An article in Tuesday’s Guardian (Love in the time of phone porn, 29 January 2007 http://education.guardian.co.uk/egweekly/story/0,,2001171,00.html) again highlighted the worrying levels of sexual imagery that young people are exposed to via television, magazines and a range of new media including bluetoothing on mobile phones. The article rightly underlined the importance, in this environment, of sex and relationships education (SRE) in schools that counters the potentially damaging messages about sex and relationships that young people are likely to have received through the media.

Improving Personal, Social and Health Education (PSHE), the curriculum subject in which teaching about sex and relationships takes place is certainly important. Brook believes it is an entitlement for all children and young people and should be made part of the national curriculum. Unfortunately, however, PSHE is not the universal panacea. For decades young people have been telling us they need more reliable, consistent, open discussion about sex, gender, relationships, body image and so on. More recently young men in particular have been telling us the education they receive at home, at school and in the community was not helping them learn how to be good at relationships and to understand sex. They tell us they turned to pornography for this vital information, and as technological change races on the dissemination of porn via the internet and bluetooth has become ever easier to access. But porn in turn is confusing and reinforces stereotypes, fears and concerns.

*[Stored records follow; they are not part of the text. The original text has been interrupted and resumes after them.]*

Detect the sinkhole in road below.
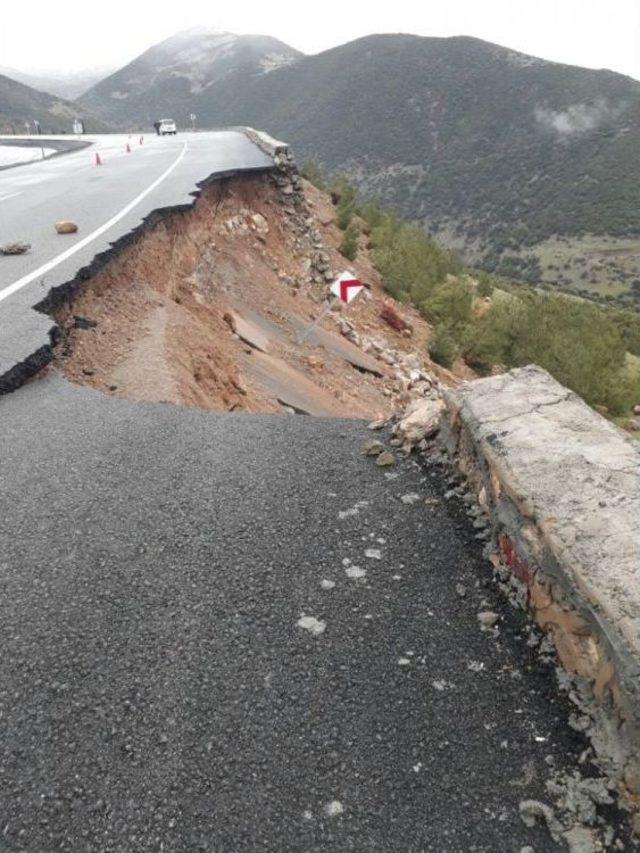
[49,171,404,418]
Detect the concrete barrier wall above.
[441,366,640,807]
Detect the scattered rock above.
[396,400,444,446]
[344,566,367,580]
[376,450,396,468]
[519,800,564,844]
[380,300,412,332]
[0,243,31,255]
[73,314,98,329]
[324,800,344,817]
[362,441,384,456]
[53,219,78,234]
[478,610,500,628]
[562,826,602,853]
[296,616,327,637]
[364,548,382,560]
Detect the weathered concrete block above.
[442,366,640,794]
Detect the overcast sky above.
[0,0,640,79]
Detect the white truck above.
[158,118,178,136]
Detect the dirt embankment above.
[54,166,446,417]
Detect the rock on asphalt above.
[0,377,624,853]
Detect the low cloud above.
[535,98,623,136]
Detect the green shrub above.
[427,323,458,367]
[420,279,474,331]
[339,222,360,261]
[336,203,354,231]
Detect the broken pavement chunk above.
[53,219,78,234]
[0,242,31,255]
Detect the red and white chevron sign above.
[331,272,364,304]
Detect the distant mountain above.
[0,66,114,101]
[80,34,640,272]
[0,74,109,133]
[79,28,301,128]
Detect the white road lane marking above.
[0,142,187,302]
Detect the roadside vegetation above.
[304,161,640,417]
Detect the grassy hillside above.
[95,35,640,300]
[0,74,109,133]
[318,169,640,423]
[78,28,301,128]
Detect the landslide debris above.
[52,168,455,419]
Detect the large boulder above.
[396,400,445,447]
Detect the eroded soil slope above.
[54,173,448,417]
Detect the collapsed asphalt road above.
[0,376,624,853]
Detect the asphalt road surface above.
[0,131,273,380]
[0,375,608,853]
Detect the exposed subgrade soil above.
[54,173,444,418]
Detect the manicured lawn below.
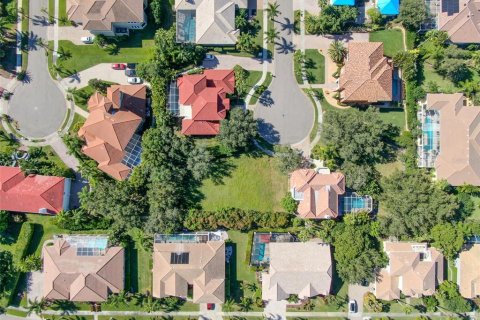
[293,49,325,84]
[469,196,480,221]
[379,108,405,131]
[249,71,273,105]
[369,29,404,57]
[200,153,287,211]
[305,49,325,84]
[423,61,457,93]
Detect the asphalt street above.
[254,0,315,144]
[7,0,67,138]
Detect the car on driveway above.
[125,69,137,77]
[205,53,215,61]
[127,77,143,84]
[112,63,126,70]
[348,300,357,313]
[80,36,95,44]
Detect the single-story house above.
[437,0,480,44]
[78,85,147,180]
[457,243,480,299]
[262,240,332,301]
[0,166,71,214]
[177,70,235,136]
[42,235,125,302]
[152,232,225,304]
[175,0,248,45]
[374,241,444,300]
[290,169,345,219]
[67,0,147,36]
[338,42,393,104]
[417,93,480,186]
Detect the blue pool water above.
[422,116,435,151]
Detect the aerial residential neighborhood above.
[0,0,480,320]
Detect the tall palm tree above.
[265,28,280,43]
[328,40,347,65]
[267,1,281,20]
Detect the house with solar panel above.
[42,235,125,302]
[152,232,228,304]
[168,70,235,136]
[290,168,373,219]
[78,85,147,180]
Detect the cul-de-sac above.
[0,0,480,320]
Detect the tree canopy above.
[381,170,458,238]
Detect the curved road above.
[7,0,67,138]
[254,0,315,144]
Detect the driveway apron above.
[254,0,315,144]
[8,0,67,138]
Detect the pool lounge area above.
[250,232,295,266]
[340,192,373,214]
[417,103,440,168]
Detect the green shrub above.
[184,208,293,231]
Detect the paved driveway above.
[7,0,67,138]
[202,54,272,71]
[254,0,314,144]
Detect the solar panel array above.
[170,252,190,264]
[167,81,180,116]
[122,134,142,169]
[77,247,105,257]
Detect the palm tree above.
[27,298,47,315]
[239,297,253,312]
[265,28,280,43]
[328,40,347,65]
[267,1,281,20]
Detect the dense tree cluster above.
[333,213,388,283]
[381,170,458,238]
[317,109,398,194]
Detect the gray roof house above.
[175,0,247,45]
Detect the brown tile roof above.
[78,85,147,180]
[339,42,393,103]
[375,241,443,300]
[438,0,480,43]
[42,239,125,302]
[426,93,480,186]
[290,169,345,219]
[262,240,332,301]
[458,243,480,299]
[67,0,144,31]
[152,241,225,303]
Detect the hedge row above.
[0,222,34,307]
[184,208,294,231]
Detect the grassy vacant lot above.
[370,29,404,57]
[200,153,287,211]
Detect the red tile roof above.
[0,166,65,213]
[177,70,235,136]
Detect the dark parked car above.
[125,69,137,77]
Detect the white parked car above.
[127,77,142,84]
[80,36,95,44]
[205,53,215,61]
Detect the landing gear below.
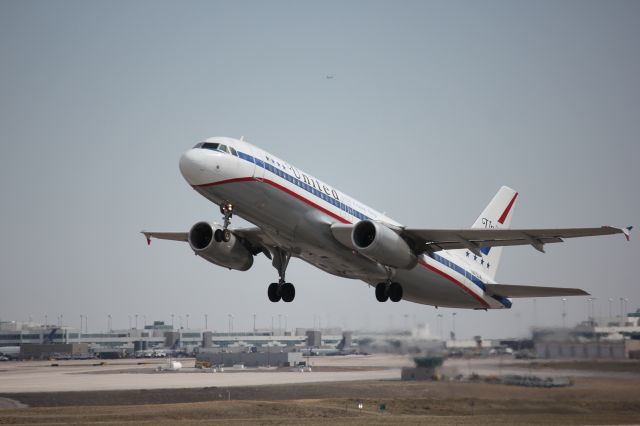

The Guardian article talks a lot about the role of schools, but much less about the responsibilities of us all as parents, uncles, aunts, brothers, sisters and family friends. No one person or organisation can bring about the cultural change we need so that when young people decide to have relationships and sex they are emotionally ready, can communicate well, respect themselves and their partners and take responsibility for and enjoy sex. Many things have changed since Brook first opened its doors in 1964 to provide contraception for unmarried people, not least the explosion in the number of ways in which people receive information about sex. However, the need for reliable, objective information and advice and our shared responsibility to provide it remains as great as ever.